I omitted vertex names because is just a small graph.
With this procedure i get: $P(K_{2,3},x)=\frac{C_4.K_2}{K_1}-\frac{K_3.K_3}{K_2}$
Here $C_4$ is a cycle lenght 4 joined to a complete graph lenght 2 just by one vertex. And is well known that: $P(C_4,x)=x(x-1)(x^2-3x+3)$.
I think im doing well, but the final result is: $x (-3 x^3+12 x^2-16 x+7)$ and is not correct.
The correct result is supposed to be: $x (x-1) (x^3-5 x^2+10 x-7)$
I think im close, but evidently im failing at some point.

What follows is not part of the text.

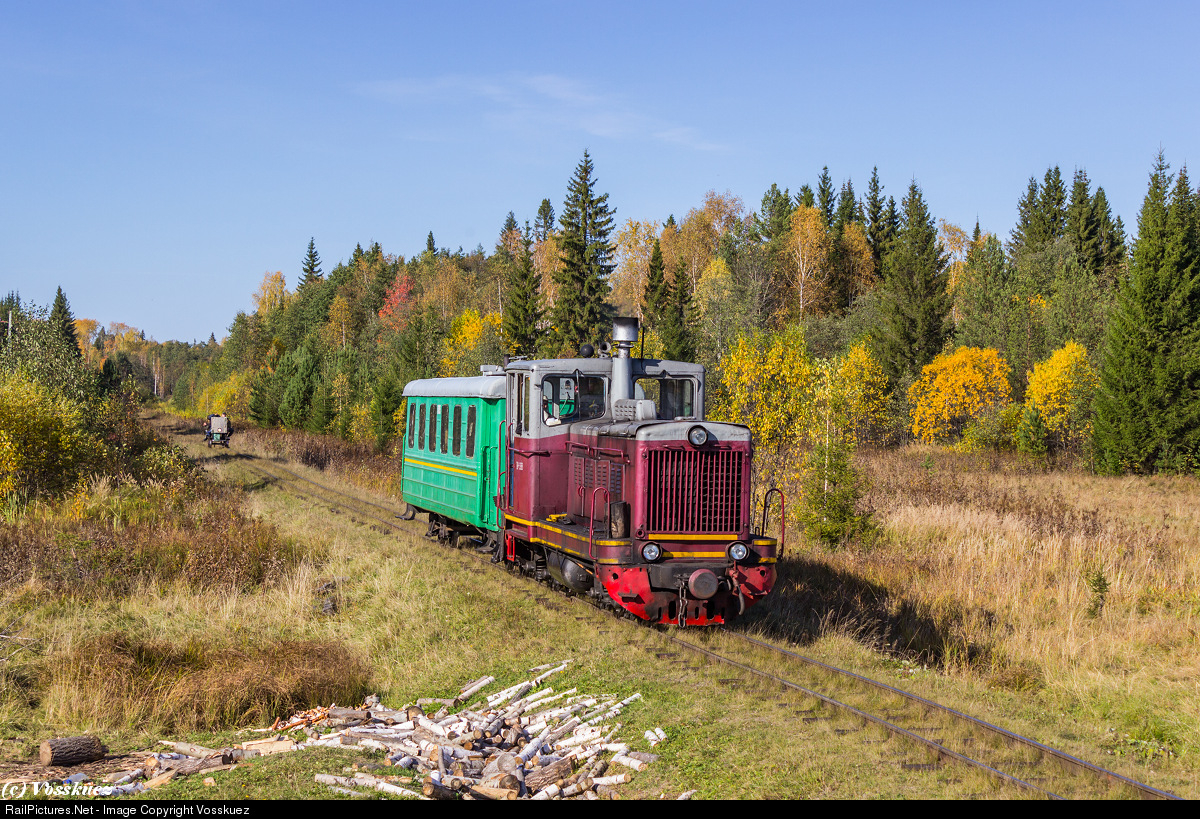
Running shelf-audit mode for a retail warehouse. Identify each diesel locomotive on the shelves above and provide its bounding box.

The correct answer is $x (x-1) (x^3-5 x^2+10 x-7)$. Here is another argument to prove it:
In any coloring of $K_{2,3}$ the two vertices in the first part will have either the same color or two different colors. So, in the first case, there are $x$ colors to choose the same color and $x-1$ colors to choose from to color the remaining three vertices. Thus there are $x(x-1)^3$ colorings of this first kind.
In the second case, there $x(x-1)$ ways to color the two vertices with different colors and we are left with $x-2$ colors to choose from to color the remaining three vertices. Thus, there are $x(x-1)(x-2)^3$ colorings of this second kind.
So, in total we have: $x(x-1)^3 + x(x-1)(x-2)^3$ colorings. After simplification you get your answer.
** Edit:
Also your method wields the same result:
So $P(K_{2,3},x)=\frac{P(C_4, x).P(K_2, x)}{P(K_1, x)}-\frac{P(K_3, x).P(K_3, x)}{P(K_2, x)}$
and we have:
$P(C_4,x)=x(x-1)(x^2-3x+3)$,
$P(K_3, x)= x(x-1)(x-2)$,
$P(K_2, x)= x(x-1)$
and $P(K_1, x)= x$
So, $P(K_{2,3},x)=\frac{x(x-1)(x^2-3x+3).x(x-1)}{x}-\frac{(x(x-1)(x-2))^2}{x(x-1)}$
$P(K_{2,3},x)=x(x-1)^2(x^2-3x+3)- x(x-1)(x-2)^2$
$P(K_{2,3},x)=x(x-1)[(x-1)(x^2-3x+3)- (x-2)^2 ]$
$P(K_{2,3},x)=x(x-1)[(x-1)(x^2-3x+3)- (x-2)^2 ]$
This will give you the correct answer.